Bathe or not to bathe? That is the question

By Harry Enten

My first memories of bathing were of my mom dragging me into the bathtub kicking and screaming. Those days are long gone, and I’m now a once-a-day-shower kind of guy.

Perhaps that’s why, as of a few months ago, I got this yucky look on my face upon hearing about people who don’t shower or bathe every day. But what if I and the roughly two-thirds of Americans who shower daily have it wrong? What if bathing every day is not the best way to be hygienic?

Just ask Dr. James Hamblin, who made waves a few years ago when he decided to stop showering cold turkey. After his experiment, he wrote a book called “Clean: The New Science of Skin and the Beauty of Doing Less.”

“Hygiene practices are one of the last areas where people will openly call one another gross or disgusting,” Hamblin told me. “We’ve made a lot of progress in a lot of other areas, but that is still just an area of just unrepentant judgment, and we need to examine that.”

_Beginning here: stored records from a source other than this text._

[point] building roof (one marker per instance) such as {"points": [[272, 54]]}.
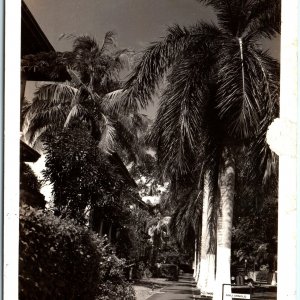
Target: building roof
{"points": [[33, 42], [33, 39]]}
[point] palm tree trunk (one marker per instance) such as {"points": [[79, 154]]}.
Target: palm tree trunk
{"points": [[207, 262], [198, 253], [195, 257], [224, 224]]}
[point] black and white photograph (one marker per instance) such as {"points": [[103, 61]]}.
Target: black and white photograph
{"points": [[157, 150]]}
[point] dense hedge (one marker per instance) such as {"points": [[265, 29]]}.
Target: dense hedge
{"points": [[61, 260]]}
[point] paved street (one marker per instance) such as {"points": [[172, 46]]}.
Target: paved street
{"points": [[185, 289]]}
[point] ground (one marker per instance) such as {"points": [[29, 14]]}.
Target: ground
{"points": [[184, 289]]}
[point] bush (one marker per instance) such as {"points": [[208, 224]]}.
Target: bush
{"points": [[61, 260]]}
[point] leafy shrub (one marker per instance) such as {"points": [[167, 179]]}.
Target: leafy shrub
{"points": [[169, 271], [61, 260]]}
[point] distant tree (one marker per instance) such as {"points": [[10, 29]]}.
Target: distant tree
{"points": [[222, 92]]}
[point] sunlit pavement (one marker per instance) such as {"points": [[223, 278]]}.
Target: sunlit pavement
{"points": [[185, 289]]}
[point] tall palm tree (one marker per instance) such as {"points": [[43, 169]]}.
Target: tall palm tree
{"points": [[84, 102], [222, 93], [94, 78]]}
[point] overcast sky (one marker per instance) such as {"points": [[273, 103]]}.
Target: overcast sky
{"points": [[136, 22]]}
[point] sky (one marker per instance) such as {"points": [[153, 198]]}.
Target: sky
{"points": [[137, 23]]}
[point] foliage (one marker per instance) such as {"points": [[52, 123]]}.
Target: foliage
{"points": [[62, 260], [222, 92], [254, 236], [30, 187], [82, 177], [28, 180]]}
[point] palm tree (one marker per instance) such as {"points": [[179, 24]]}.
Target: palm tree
{"points": [[84, 102], [94, 73], [222, 93]]}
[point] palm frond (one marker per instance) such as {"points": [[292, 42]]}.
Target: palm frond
{"points": [[44, 119], [108, 41], [228, 13], [241, 96], [55, 92], [84, 44], [107, 142], [112, 100], [177, 130], [153, 65], [76, 112]]}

No one is immune to this judgment. Mila Kunis and Ashton Kutcher generated a ton of headlines last summer when they admitted they took a laid-back approach to their kids’ bathing habits.

But polling tells us just how modern the phenomenon of regularly showering or taking a bath is. According to Gallup, in 1950, fewer than 30 percent of Americans took a shower or bath at least once a day.

Yet we seemed to survive just fine. So, I decided to dig into the issue a little more. Why are we bathing so much now, and do we need to? Where do we draw the line between what’s necessary for our hygiene … and what’s just marketing?

According to Katherine Ashenburg, author of “The Dirt on Clean: An Unsanitized History,” humans have a complicated history with bathing dating back to ancient Rome. While the Romans loved their baths, bathing became a dirty word for the next several hundred years.

Perhaps most telling: French King Louis XIV reportedly seldom took a bath. But he got a pass because he changed his linen shirts multiple times a day. Go figure.